Surface of the Earth is divided into a jigsaw of plates that move relative to each other. While surface tectonics and mechanics of the plate processes influence the mantle dynamics, the deep mantle forces in the interior of the Earth are at the origin of its tectonic manifestations at the surface. Coupling Earth mantle dynamics with its surface response is critical for understanding of some fundamental features on Earth such as sea level change over time or postglacial rebound. Plate tectonics is a key process in linking the deep Earth to its surface. The theory of plate tectonics is successful in explaining multiple geophysical and geological phenomena. Yet, the fundamental scientific questions about the mechanics of plate tectonics and formation of new plate boundaries is still largely debated and remain unresolved. The goals of this project are to unravel how the interaction between the deep forces and lithospheric mantle shape the evolution of plate tectonics and to explain how new plate boundaries are generated in global context taking into account surface and deep forces within the mantle. To quantify the conditions under which the new plate boundaries are formed and characterize their long-term evolution, the fellow used the state-of-the-art numerical models. The synthetic results obtained using high resolution massively parallel numerical code StagYY were confronted with data retrieved from plate tectonic reconstructions.

This project relied heavily on high resolution, massively parallel, state-of-the-art numerical simulations of mantle convection with plate-like surface. The numerical models were used to understand how plate boundaries form and how they evolve in time. The numerous aspects of plate tectonics were addressed and diverse tectonic settings were explored including rifting in divergent setting, birth of new subduction zones in convergent setting, and connection of mid ocean ridges with shear plate boundaries in extensional setting.
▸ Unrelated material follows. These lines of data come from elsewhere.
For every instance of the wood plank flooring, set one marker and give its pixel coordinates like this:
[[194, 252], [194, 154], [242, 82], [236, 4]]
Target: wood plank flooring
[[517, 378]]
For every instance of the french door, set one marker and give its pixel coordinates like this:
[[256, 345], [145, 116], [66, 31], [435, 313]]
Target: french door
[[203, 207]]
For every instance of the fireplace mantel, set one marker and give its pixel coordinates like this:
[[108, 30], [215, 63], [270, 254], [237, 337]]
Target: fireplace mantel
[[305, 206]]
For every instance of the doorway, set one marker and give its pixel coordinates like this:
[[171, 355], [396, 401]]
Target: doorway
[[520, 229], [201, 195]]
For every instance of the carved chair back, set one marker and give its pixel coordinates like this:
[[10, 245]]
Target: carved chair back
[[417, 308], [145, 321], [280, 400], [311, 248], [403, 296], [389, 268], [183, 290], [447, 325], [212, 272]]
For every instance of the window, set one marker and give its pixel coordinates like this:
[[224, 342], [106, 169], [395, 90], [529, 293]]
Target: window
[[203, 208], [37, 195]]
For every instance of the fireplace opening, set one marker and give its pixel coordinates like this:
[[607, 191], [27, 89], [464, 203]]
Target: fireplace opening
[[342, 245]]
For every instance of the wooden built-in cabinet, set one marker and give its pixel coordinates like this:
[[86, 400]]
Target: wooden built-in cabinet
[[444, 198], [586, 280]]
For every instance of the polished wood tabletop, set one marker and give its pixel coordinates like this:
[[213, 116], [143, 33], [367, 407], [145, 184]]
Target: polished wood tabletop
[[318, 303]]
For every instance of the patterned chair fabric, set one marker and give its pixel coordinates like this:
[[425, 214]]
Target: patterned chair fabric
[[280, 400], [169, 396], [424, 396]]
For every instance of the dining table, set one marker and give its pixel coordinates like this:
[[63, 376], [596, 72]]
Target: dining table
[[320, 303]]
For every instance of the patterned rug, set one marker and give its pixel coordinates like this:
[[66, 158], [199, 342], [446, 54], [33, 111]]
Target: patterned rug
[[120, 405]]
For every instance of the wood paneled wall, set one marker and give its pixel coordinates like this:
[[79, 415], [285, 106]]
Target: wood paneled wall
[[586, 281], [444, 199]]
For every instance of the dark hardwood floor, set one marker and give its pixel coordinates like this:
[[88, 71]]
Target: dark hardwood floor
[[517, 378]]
A study deciphering the dynamics of rifting was published in Geophysical Research Letters journal. The work unravels for the first time four distinct phases of rifting: an initially slow phase, a speed-up phase featuring an abrupt increase of extension rate, the breakup phase with formation of new ocean basin, and a deceleration phase where extensional velocities decrease. The speed-up during rifting can trigger the formation of new plate boundaries elsewhere on Earth, even at large distances to the rift. This work illustrated new links between local rift dynamics, plate motions, and subduction kinematics during times of continental separation.

The work further focused on the locations of new subduction initiation to answer questions such as where new subduction zones preferentially form, where they endure and where they stop living. A study that predicts locations of new subduction zones was published in the Earth and Planetary Science Letters. The models showed that the position of subduction initiation is largely controlled by the strength of the lithosphere and by the length of continental margins. The results of the models were confronted with subduction histories retrieved from plate tectonic reconstructions. Both approaches agree that subduction initiation on Earth is not a random process within the oceans, and more subduction zones stop and die in the vicinity of continental margins compared to subduction initiation. The models also suggest that intra-oceanic subduction initiation is more prevalent during times of supercontinent assembly (e.g. Pangea 220 My ago) compared to more recent continental dispersal.
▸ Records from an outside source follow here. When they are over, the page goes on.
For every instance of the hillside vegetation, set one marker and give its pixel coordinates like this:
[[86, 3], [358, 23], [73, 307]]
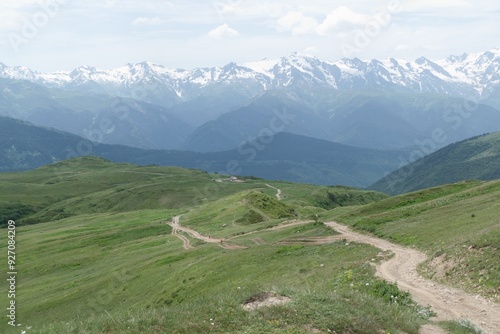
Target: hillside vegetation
[[477, 158], [103, 258], [457, 225], [284, 156]]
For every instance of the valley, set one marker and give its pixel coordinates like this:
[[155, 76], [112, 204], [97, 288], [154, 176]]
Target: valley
[[135, 249]]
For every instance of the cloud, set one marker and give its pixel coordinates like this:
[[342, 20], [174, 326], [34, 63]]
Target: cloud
[[223, 31], [402, 47], [147, 21], [311, 50], [340, 19], [297, 23]]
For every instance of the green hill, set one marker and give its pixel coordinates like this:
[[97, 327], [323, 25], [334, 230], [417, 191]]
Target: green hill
[[24, 146], [102, 258], [477, 158], [457, 225]]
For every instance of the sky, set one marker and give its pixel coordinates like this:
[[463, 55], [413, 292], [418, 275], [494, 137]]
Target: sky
[[60, 35]]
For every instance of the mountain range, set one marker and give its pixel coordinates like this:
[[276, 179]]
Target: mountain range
[[468, 75], [476, 158], [289, 157], [271, 117]]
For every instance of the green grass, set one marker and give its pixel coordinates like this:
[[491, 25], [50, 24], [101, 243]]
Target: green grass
[[456, 224], [94, 185], [102, 258], [98, 272]]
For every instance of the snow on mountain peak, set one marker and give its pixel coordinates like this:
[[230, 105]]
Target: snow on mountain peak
[[459, 75]]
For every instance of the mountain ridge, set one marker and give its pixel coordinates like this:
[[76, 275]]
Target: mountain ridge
[[476, 158], [468, 75]]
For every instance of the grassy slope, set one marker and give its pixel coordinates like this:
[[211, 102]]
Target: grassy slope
[[476, 158], [112, 265], [457, 225]]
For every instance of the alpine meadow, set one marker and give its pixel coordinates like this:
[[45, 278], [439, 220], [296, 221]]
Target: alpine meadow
[[249, 167]]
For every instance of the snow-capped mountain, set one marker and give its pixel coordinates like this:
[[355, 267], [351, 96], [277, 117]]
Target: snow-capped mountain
[[466, 75]]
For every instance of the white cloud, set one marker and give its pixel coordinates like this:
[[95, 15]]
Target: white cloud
[[415, 5], [402, 47], [297, 23], [147, 21], [223, 31], [311, 50], [340, 19]]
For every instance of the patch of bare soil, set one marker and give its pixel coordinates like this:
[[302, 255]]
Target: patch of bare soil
[[311, 240], [431, 329], [449, 303], [265, 299]]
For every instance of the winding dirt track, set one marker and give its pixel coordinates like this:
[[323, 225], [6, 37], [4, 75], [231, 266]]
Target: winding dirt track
[[449, 303], [278, 191], [194, 234]]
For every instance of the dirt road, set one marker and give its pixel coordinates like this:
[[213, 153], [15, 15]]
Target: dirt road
[[278, 191], [196, 235], [449, 303]]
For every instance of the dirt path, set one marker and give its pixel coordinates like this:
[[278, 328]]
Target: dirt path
[[196, 235], [274, 228], [449, 303], [186, 244], [278, 191]]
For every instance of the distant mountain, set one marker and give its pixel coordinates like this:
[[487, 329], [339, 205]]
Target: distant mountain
[[371, 120], [468, 75], [381, 104], [477, 158], [98, 117], [284, 156]]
One of the least understood plate boundaries on Earth are transform faults where two tectonic plates slide past each another. The work analyzed the influence of free deformable surface on the formation of detachment faults and transform boundaries. Advanced numerical methods were implemented and new rheology was developed in the convection code to assess the influence of localization of deformation on plate boundary formation. The models showed that lithospheric strength and deformation history play a key role on the surface tectonics and controls the formation of new shear plate boundaries.
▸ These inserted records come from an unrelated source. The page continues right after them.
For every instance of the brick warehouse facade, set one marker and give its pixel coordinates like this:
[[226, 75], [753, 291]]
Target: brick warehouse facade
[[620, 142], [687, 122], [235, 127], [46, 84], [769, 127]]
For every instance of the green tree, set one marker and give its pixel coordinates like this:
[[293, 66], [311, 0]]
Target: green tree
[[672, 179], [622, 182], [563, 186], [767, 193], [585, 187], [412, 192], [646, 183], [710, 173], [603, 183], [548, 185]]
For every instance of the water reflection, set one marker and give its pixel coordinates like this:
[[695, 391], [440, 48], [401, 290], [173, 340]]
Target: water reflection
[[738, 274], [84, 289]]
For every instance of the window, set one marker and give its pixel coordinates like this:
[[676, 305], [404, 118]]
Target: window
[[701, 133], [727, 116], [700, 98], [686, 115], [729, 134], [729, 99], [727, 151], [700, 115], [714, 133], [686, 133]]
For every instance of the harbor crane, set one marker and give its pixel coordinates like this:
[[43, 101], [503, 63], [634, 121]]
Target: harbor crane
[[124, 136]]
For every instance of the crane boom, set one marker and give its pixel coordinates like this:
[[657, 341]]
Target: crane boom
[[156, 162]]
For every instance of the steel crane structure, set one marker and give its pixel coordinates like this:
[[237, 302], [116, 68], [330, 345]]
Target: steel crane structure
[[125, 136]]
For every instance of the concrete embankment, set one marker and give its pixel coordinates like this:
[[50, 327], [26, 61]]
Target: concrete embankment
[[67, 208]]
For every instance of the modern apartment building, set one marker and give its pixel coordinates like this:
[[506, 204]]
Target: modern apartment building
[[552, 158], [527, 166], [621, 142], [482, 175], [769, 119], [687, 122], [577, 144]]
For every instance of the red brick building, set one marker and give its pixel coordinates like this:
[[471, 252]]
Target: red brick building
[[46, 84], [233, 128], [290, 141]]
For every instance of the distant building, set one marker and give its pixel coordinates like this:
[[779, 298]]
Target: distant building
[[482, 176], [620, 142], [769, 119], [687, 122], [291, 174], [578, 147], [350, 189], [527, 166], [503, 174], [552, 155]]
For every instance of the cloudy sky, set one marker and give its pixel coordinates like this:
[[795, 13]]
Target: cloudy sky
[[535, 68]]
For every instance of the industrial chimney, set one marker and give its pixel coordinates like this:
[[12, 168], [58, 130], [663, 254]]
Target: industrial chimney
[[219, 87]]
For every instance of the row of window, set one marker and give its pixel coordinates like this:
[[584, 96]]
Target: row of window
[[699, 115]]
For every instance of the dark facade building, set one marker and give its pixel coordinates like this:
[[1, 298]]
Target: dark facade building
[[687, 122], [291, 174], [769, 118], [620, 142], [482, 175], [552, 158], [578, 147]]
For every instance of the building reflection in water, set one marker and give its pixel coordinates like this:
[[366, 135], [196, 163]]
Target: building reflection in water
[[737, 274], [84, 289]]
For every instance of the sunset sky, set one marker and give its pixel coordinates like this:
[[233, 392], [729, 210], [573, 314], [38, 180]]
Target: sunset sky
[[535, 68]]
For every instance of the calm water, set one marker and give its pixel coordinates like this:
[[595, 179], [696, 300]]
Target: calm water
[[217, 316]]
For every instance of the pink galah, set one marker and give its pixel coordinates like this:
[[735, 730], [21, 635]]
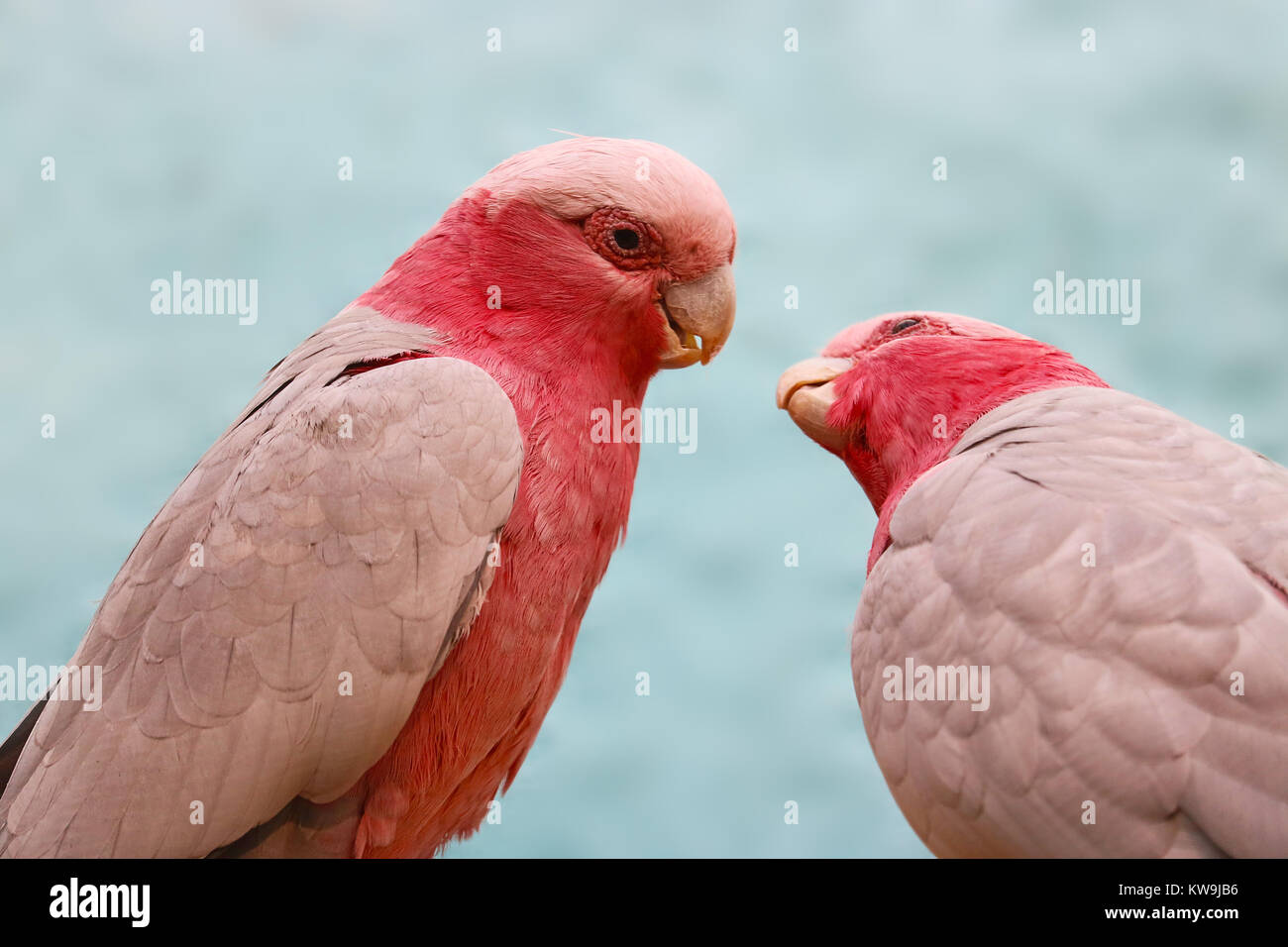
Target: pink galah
[[1073, 638], [340, 634]]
Studying surface tectonics in the global convection models is a state-of-the-art research direction. During the fellowship, the researcher designed and run cutting-edge 2D and 3D fully spherical high resolution massively parallel numerical models to further unravel the fundamental mechanisms lying behind the plate tectonic processes. In addition to numerical modelling, the fellow performed an analysis of geological observations and geophysical data contained in the plate reconstructions. A new approach of combining information from plate tectonic reconstructions with synthetic data from numerical simulations was developed. The results of this project have important implications for our knowledge on how plate boundaries operate on Earth. The project provides guidance to the geodynamics community as well as tectonics/geology/seismology communities and fill an important gap in understanding how large-scale dynamics shapes the Earth’s surface.